Posted: 15th July 2015

The PRA has released a consultation paper (CP) on the issues of corporate governance.

If you’re a member of a board in a financial services firm it’s definitely worth a read, particularly if your firm is, or will be implementing the Senior Managers Regime (SMR) or Senior Insurance Managers Regime (SIMR). Under the SMR (I’ll be referring to the two as SMR), your Board members will be held ever more accountable for decisions they do or do not make.

Whilst there are more general guidelines out there for what constitutes good or effective governance (the UK Corporate Governance Code for example), this paper is more specific to the PRA’s interests. It helps your firm to navigate the intricacies of regulation in the context of the board, nicely complementing the upcoming SMR rules. It should be taken in earnest as a high-level guidance to good practise.

The PRA holds certain aspects of board governance particularly high-risk in terms of compliance and regulation. As such, it has set out its expectations in 12 specific areas in the CP. These are areas a Board should hold a magnifying glass over when considering its regulatory responsibilities. Instead of simply listing these areas, we’ve identified two significant themes to start setting your sights on; aligning personal accountability with group decision making, and the role of non-executive directors (NEDs).


The SMR focuses on personal accountability, but firms are run collectively by Boards on behalf of shareholders. Many firms have been asking how these two concepts will work together in the new regime.

Where does responsibility lie according to PRA CP18/15?

Below is a summary of some of the guidelines within the CP and shows which are aligned to board responsibility, and which to individual.

Corporate strategy

Setting corporate strategy is central to the Board’s responsibilities, and should wholly be owned and signed off by the Board.  

However, as stated in the SMR, the chairman and the chief executive hold leading roles in Board development and maintenance of the business model.

This includes giving NEDs the time and opportunity to contribute to strategy development and challenge any decisions before final sign off by the Board.

Culture is the collective responsibility of the Board 

It is down to the chairman to lead the development of the firm’s culture and Board standards overall.

Business strategy

The business strategy should be owned by the Board.
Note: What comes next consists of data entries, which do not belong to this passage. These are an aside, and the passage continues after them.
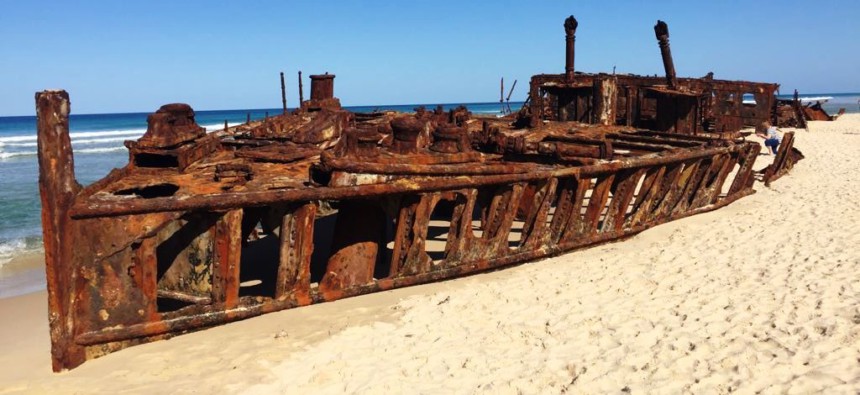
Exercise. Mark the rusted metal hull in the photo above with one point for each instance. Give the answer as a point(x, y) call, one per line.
point(321, 204)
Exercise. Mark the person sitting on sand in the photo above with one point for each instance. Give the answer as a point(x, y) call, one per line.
point(771, 135)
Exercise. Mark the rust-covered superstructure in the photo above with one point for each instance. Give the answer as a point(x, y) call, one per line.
point(201, 229)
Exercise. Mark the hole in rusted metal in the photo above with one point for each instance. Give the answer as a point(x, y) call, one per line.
point(184, 259)
point(150, 191)
point(258, 267)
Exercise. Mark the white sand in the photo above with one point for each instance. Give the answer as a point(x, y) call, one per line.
point(763, 295)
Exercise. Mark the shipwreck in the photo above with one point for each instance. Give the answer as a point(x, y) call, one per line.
point(318, 204)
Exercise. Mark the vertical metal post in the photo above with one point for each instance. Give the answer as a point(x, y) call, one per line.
point(57, 189)
point(502, 95)
point(283, 93)
point(570, 25)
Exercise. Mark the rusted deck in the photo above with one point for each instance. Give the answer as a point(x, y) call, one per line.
point(319, 204)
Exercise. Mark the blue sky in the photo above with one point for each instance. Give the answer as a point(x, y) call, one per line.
point(133, 56)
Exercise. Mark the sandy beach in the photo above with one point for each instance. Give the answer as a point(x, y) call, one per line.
point(760, 296)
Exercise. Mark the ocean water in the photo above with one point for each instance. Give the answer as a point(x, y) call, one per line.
point(97, 141)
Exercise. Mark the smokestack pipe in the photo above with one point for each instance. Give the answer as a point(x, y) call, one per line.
point(661, 30)
point(570, 25)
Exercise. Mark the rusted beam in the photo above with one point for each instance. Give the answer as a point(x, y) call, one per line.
point(570, 25)
point(283, 94)
point(57, 189)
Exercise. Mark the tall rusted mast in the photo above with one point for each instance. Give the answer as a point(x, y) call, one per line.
point(661, 30)
point(283, 93)
point(570, 25)
point(58, 187)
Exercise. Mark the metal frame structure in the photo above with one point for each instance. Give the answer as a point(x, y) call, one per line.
point(320, 204)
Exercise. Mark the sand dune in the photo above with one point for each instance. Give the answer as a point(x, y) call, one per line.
point(763, 295)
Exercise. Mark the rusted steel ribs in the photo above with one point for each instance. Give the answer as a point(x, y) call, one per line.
point(201, 229)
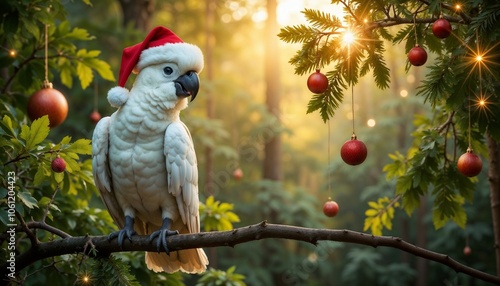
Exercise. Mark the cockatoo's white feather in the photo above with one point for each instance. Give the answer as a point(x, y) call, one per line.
point(145, 167)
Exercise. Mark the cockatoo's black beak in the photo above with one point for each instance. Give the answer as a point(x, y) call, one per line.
point(187, 84)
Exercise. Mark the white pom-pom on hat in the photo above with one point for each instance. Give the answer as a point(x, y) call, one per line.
point(117, 96)
point(160, 45)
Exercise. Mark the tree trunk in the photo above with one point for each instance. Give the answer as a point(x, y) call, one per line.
point(272, 149)
point(494, 178)
point(422, 264)
point(138, 12)
point(208, 54)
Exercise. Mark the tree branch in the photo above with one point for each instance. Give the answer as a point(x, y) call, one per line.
point(73, 245)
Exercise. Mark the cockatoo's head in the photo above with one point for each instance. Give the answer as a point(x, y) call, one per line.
point(165, 65)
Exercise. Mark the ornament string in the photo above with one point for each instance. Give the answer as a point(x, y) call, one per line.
point(46, 82)
point(415, 28)
point(469, 122)
point(329, 162)
point(96, 96)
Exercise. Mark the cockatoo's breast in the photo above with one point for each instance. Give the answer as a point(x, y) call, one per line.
point(137, 161)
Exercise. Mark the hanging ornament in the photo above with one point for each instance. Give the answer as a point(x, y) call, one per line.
point(469, 164)
point(317, 82)
point(330, 208)
point(353, 151)
point(48, 101)
point(238, 173)
point(58, 165)
point(441, 28)
point(417, 55)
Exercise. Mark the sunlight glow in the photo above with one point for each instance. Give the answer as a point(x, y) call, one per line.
point(481, 102)
point(348, 37)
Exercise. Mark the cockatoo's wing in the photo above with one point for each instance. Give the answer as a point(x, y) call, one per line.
point(102, 173)
point(182, 173)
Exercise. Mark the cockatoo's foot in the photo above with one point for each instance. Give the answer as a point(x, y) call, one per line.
point(162, 235)
point(128, 231)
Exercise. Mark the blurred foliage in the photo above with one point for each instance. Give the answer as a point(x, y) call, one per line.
point(312, 168)
point(452, 77)
point(215, 277)
point(215, 215)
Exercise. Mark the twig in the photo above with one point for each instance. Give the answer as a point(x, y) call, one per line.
point(49, 228)
point(74, 245)
point(24, 227)
point(448, 121)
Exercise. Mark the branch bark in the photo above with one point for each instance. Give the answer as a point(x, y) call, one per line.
point(74, 245)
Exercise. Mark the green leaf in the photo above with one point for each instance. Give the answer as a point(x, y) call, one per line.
point(27, 199)
point(80, 146)
point(7, 126)
point(38, 132)
point(84, 74)
point(41, 174)
point(65, 74)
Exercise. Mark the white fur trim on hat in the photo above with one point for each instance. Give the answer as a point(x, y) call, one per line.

The risk appetite that supports the business strategy should be measurable and well-articulated.

This means in a way that can be readily understood by employees throughout the business.
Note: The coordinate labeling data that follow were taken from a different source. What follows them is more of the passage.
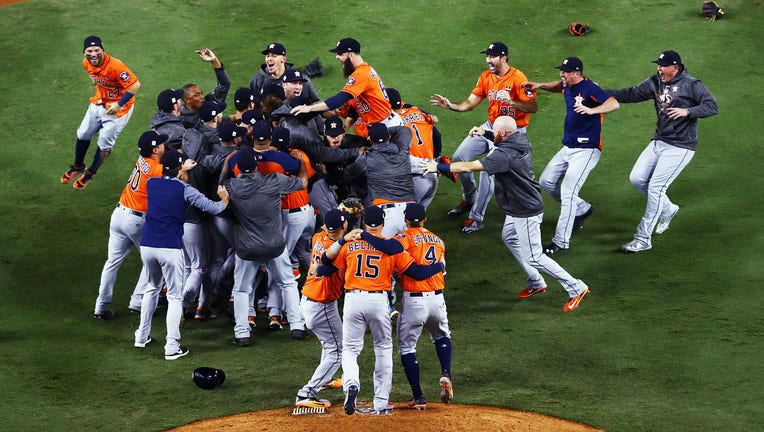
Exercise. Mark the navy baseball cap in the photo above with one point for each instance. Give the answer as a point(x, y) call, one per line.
point(378, 133)
point(92, 41)
point(252, 116)
point(168, 98)
point(373, 216)
point(668, 58)
point(347, 45)
point(414, 212)
point(210, 109)
point(496, 49)
point(151, 139)
point(395, 98)
point(172, 159)
point(293, 75)
point(261, 130)
point(246, 159)
point(275, 48)
point(335, 218)
point(333, 126)
point(230, 130)
point(243, 95)
point(280, 137)
point(571, 64)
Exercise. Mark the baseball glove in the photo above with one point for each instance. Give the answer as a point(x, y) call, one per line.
point(578, 29)
point(352, 205)
point(712, 11)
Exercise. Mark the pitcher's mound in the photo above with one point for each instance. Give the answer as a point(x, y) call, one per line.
point(437, 417)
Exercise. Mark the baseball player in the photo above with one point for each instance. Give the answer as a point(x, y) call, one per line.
point(162, 246)
point(519, 196)
point(425, 145)
point(273, 70)
point(367, 273)
point(321, 312)
point(680, 100)
point(364, 88)
point(388, 171)
point(565, 174)
point(423, 303)
point(194, 97)
point(108, 113)
point(259, 233)
point(501, 85)
point(127, 219)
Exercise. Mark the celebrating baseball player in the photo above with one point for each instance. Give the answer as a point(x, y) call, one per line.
point(519, 196)
point(501, 85)
point(162, 246)
point(108, 113)
point(364, 88)
point(680, 100)
point(127, 219)
point(423, 303)
point(368, 273)
point(565, 174)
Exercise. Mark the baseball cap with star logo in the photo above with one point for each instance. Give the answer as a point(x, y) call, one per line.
point(275, 48)
point(571, 64)
point(496, 49)
point(333, 126)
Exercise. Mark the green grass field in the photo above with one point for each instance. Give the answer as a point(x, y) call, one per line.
point(668, 340)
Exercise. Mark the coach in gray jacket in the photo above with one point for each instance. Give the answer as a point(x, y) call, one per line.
point(680, 100)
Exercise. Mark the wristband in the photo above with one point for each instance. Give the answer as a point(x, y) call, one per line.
point(125, 98)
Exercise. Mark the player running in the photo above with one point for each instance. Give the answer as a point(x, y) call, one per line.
point(108, 113)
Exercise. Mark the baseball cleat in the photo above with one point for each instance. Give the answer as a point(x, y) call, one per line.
point(275, 323)
point(177, 354)
point(472, 226)
point(418, 404)
point(82, 182)
point(311, 402)
point(71, 173)
point(530, 292)
point(635, 246)
point(552, 248)
point(335, 383)
point(578, 222)
point(460, 209)
point(663, 223)
point(446, 390)
point(350, 397)
point(574, 302)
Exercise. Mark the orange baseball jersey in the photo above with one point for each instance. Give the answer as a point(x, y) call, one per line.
point(489, 84)
point(134, 195)
point(421, 126)
point(425, 248)
point(370, 100)
point(111, 79)
point(366, 268)
point(327, 288)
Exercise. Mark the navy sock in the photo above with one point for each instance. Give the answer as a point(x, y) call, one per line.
point(80, 149)
point(443, 349)
point(93, 168)
point(411, 367)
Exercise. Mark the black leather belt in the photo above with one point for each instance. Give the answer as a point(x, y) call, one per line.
point(419, 294)
point(131, 211)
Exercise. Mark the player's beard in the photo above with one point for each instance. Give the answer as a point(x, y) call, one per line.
point(347, 67)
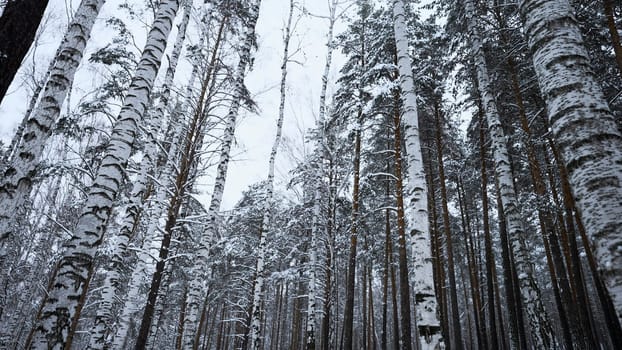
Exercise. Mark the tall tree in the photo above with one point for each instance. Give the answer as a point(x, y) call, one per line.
point(583, 127)
point(255, 326)
point(61, 310)
point(416, 203)
point(18, 27)
point(536, 315)
point(239, 95)
point(19, 175)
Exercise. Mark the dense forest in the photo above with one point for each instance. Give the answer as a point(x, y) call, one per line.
point(462, 187)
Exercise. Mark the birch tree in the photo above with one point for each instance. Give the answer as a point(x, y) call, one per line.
point(317, 194)
point(18, 176)
point(18, 26)
point(110, 289)
point(255, 326)
point(61, 310)
point(584, 129)
point(416, 195)
point(195, 293)
point(536, 315)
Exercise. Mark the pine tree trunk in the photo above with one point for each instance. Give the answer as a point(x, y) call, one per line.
point(536, 314)
point(613, 32)
point(416, 198)
point(490, 259)
point(196, 290)
point(255, 336)
point(584, 130)
point(18, 27)
point(62, 305)
point(453, 295)
point(198, 273)
point(18, 177)
point(348, 318)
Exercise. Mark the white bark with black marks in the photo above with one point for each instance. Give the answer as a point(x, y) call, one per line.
point(115, 268)
point(66, 296)
point(416, 196)
point(19, 174)
point(584, 130)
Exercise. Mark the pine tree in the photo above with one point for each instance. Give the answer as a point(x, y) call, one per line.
point(583, 128)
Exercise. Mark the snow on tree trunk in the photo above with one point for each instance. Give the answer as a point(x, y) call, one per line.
point(317, 197)
point(62, 307)
point(416, 194)
point(584, 129)
point(18, 176)
point(115, 267)
point(255, 326)
point(144, 265)
point(535, 312)
point(198, 273)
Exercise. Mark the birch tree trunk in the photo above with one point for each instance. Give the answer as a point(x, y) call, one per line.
point(315, 221)
point(255, 326)
point(115, 268)
point(535, 312)
point(584, 129)
point(18, 176)
point(416, 194)
point(18, 26)
point(195, 293)
point(62, 307)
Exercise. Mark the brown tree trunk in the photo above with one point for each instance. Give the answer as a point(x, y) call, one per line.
point(613, 32)
point(406, 334)
point(18, 27)
point(480, 324)
point(348, 317)
point(453, 295)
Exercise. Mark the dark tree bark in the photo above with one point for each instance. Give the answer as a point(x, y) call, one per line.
point(18, 27)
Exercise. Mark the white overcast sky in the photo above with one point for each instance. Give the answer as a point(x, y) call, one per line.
point(255, 132)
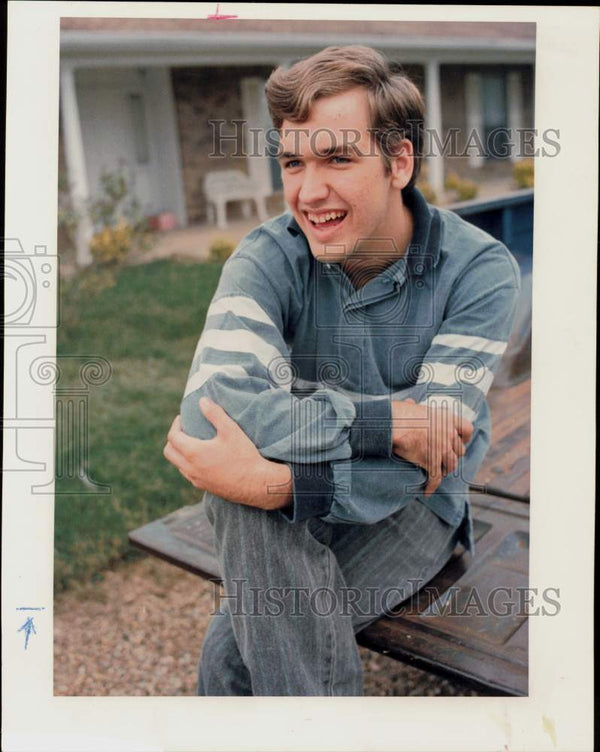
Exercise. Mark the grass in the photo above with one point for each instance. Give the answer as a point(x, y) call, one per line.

Executive management manage the business on behalf of the Board, as allocated by the Board.
Delegation and escalation

The Board should be precise over who is responsible for what. Any limitations and accountabilities that come with these responsibilities should be clear. This way, the Board can articulate definitively what Board matters are and how executive management can report and escalate matters to them. 
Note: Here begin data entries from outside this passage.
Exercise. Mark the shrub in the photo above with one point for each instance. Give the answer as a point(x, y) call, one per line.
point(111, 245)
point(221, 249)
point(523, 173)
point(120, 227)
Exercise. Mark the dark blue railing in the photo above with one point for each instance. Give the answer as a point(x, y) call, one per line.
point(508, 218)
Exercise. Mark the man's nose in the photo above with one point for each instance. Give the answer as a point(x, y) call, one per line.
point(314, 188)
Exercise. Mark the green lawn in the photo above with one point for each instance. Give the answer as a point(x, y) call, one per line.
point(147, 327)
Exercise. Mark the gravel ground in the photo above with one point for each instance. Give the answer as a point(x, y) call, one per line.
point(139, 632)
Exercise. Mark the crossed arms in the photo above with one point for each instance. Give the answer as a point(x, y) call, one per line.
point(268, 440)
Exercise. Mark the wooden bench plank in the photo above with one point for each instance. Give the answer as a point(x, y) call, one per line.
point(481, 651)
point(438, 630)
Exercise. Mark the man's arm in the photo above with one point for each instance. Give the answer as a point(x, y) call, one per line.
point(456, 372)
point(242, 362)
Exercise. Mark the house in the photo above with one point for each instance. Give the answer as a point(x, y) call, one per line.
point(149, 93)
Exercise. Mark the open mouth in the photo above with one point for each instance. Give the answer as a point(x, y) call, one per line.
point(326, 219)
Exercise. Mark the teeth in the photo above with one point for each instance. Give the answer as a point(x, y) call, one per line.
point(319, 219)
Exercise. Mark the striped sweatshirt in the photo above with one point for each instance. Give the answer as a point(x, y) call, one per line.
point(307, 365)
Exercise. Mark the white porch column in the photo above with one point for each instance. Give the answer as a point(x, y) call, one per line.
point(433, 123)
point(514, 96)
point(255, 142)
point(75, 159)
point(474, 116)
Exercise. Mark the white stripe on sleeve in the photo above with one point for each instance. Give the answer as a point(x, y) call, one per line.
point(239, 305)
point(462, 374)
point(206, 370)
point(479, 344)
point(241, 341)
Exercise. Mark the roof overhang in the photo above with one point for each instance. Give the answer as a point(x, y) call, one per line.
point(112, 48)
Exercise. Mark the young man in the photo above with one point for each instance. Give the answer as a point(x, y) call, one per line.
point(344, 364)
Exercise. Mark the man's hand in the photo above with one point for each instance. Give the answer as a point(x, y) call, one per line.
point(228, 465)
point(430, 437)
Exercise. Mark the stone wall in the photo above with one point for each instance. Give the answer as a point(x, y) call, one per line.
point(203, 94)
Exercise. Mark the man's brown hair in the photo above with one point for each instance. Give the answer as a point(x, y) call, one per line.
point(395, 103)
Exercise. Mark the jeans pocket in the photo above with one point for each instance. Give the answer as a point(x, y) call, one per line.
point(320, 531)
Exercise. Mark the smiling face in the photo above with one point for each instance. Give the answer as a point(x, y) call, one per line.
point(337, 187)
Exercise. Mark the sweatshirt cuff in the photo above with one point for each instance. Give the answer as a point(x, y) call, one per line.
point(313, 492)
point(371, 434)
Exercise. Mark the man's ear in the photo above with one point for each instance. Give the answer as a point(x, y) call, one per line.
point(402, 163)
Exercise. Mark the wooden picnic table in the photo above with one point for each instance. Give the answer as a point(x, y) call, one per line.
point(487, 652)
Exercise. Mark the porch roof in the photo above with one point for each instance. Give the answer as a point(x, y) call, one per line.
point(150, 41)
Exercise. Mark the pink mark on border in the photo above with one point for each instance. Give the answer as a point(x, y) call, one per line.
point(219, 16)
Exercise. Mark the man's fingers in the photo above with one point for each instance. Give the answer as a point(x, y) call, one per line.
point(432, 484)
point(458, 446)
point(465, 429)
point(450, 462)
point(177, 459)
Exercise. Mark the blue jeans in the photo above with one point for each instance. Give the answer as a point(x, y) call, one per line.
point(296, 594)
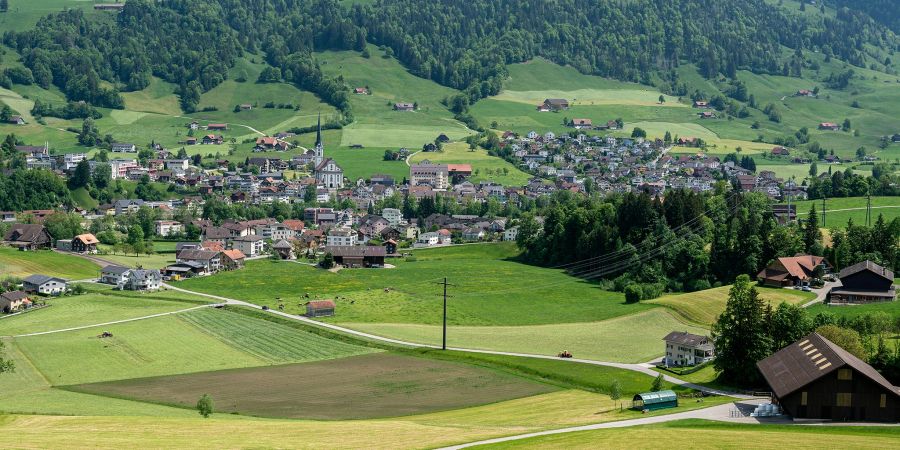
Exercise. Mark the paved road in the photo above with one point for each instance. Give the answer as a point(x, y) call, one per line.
point(712, 413)
point(634, 367)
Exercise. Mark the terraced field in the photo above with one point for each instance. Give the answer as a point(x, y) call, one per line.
point(23, 264)
point(101, 304)
point(704, 307)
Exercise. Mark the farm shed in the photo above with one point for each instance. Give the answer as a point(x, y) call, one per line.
point(320, 308)
point(655, 400)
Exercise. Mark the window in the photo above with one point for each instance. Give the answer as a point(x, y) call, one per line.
point(844, 399)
Executive management must use their judgement in escalating matters of particular significance.

They should also actively make sure they inform their Boards of key business developments, decisions and activities at an appropriate but early stage.

In particular, executives have a responsibility to ensure that their Boards are able to exercise their role.

Board sub-committees
Alongside supporting the Board, the committees are also accountable to the Board. But, they should not relieve the Board it of any of its responsibilities.

Where a firm has a dedicated risk committee, the chair is considered responsible for safeguarding the independence, and overseeing the performance of the firm’s executive risk functions, including the chief risk officer.

Alongside the risk committee, the Board also needs to ensure oversight of other control functions such as compliance.

The role of NEDs

Non-executives have a key role to play in holding management to account for embedding and maintaining culture and compliance. Under the SMR, NEDs are brought into scope much more. Amidst the complexities and confusions of increased accountability, there have even been fears that many good NEDs will leave the financial services industry. Many have questioned how they can carry on being truly independent whilst meeting the new responsibilities. This paper clarifies their role as far as the PRA are concerned. They should:

  • Hold management to account against delegated matters
  • Be able to challenge the executive effectively and promptly
  • Not simply delegate responsibility for major decisions to specialists
  • Call on appropriate professional advice as needed
  • Alongside the chairman, they should actively guard against the risk of being provided with unworkable and impractical levels of information
  • Have unrestricted access to a firm’s employees and information about the firm in order to carry out their duties.

Balancing the Board

In the aftermath of the financial crisis, the regulatory approach to Board effectiveness has changed drastically, and more and more accountability is king. Use the PRA’s guidance to navigate the balance between group and personal responsibility. Getting it right – clarity of roles and accountabilities, the right reporting structure, the right collective dynamics – can harness executive and non-executive insight, management, oversight and leadership, delivering excellence throughout your firm.